Optimizing recursion — 1

Recursion is a fundamental concept in not only computer science but also in mathematics. Recursion takes a problem and solves it by solving a smaller instance of the same problem. In theory, recursion is an element solution, but in practice, at least in computer science and software engineering, a recursive solution typically suffers performance hit and stack overflow. Today, let’s take a look at how we can one can implement a recursive solution without suffering from the aforementioned issues. We will write the code in Haskell.

Let’s look at a classical recursion problem: factorial. factorial n is a simple multiplication of all the numbers from 1 to n.

factorial :: Integer -> Integer
factorial n =
  if n <= 1
    then 1
    else factorial (n - 1) * n

main = do
  putStrLn $ show $ factorial 10

The problems, as described before, with a recursive implementation is that it is slow and can cause stack overflow.

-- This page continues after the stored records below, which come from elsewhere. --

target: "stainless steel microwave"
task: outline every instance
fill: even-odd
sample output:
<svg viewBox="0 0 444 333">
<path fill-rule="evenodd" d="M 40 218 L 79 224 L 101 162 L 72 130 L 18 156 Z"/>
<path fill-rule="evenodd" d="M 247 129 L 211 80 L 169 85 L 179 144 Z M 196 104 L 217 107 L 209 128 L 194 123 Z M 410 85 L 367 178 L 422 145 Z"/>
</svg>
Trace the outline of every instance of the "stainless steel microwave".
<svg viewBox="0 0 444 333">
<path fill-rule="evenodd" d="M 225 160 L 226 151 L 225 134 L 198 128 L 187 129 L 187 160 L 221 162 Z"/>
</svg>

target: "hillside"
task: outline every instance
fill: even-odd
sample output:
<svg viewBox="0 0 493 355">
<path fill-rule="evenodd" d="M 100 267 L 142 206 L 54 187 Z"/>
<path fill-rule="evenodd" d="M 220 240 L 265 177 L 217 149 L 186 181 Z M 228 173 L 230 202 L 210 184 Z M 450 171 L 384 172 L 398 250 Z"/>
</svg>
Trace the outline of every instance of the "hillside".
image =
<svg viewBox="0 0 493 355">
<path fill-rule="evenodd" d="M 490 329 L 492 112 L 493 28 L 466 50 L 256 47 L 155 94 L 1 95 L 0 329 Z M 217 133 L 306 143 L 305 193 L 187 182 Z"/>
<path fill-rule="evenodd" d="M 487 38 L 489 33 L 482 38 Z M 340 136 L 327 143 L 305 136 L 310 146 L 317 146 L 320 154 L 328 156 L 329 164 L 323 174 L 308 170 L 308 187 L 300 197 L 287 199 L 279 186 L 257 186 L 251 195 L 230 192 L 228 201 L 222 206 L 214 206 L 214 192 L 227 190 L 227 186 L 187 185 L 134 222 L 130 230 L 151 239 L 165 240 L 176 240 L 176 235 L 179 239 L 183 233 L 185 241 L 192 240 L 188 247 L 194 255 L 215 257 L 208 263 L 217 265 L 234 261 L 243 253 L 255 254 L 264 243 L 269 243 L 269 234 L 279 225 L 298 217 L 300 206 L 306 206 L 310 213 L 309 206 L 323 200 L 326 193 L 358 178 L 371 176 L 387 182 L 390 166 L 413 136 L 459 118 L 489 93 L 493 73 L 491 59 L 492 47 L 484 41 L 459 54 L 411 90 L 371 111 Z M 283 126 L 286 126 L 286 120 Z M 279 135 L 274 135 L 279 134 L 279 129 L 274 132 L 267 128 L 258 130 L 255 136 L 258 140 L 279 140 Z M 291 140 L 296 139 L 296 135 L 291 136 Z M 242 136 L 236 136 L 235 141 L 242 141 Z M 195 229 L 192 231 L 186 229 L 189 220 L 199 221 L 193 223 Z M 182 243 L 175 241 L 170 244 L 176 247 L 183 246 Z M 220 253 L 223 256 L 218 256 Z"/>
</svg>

It is slower than iterative solution due to large function call overhead. Every time a function is called, the computer needs to save the current stack state onto the stack and initialize the new function stack. At the time of the return, it also needs to clean up and restore the previous stack state. That is a lot of work and can build up when we have to call the function thousands of times.
More serious issue is that it may cause stack overflow if the recursion depth exceeds stack capacity. This will abort the program. In some applications, the recursion depth may well exceed 1 million, which is likely going to crash.

Now, there is an optimization technique most compilers are capable of, which is to convert certain types of recursive functions into iterative implementations. This allows developers to write the solution in elegant recursive format, while the compiler takes care of converting it into not-so-elegant but efficient and safe iterative implementation, resolving all the issues above. Unfortunately, this can be done to only a restricted set of recursion implementation, called tail-recursion.

Tail recursion

Tail recursion is a specific kind of recursion where the recursive call is the last operation in the function. This means that the function doesn’t need to do anything after the recursive call returns, and as a result, the current function’s stack frame can be reused for the recursive call. This optimization is known as tail call optimization (TCO), and it can significantly reduce the stack space used by the function.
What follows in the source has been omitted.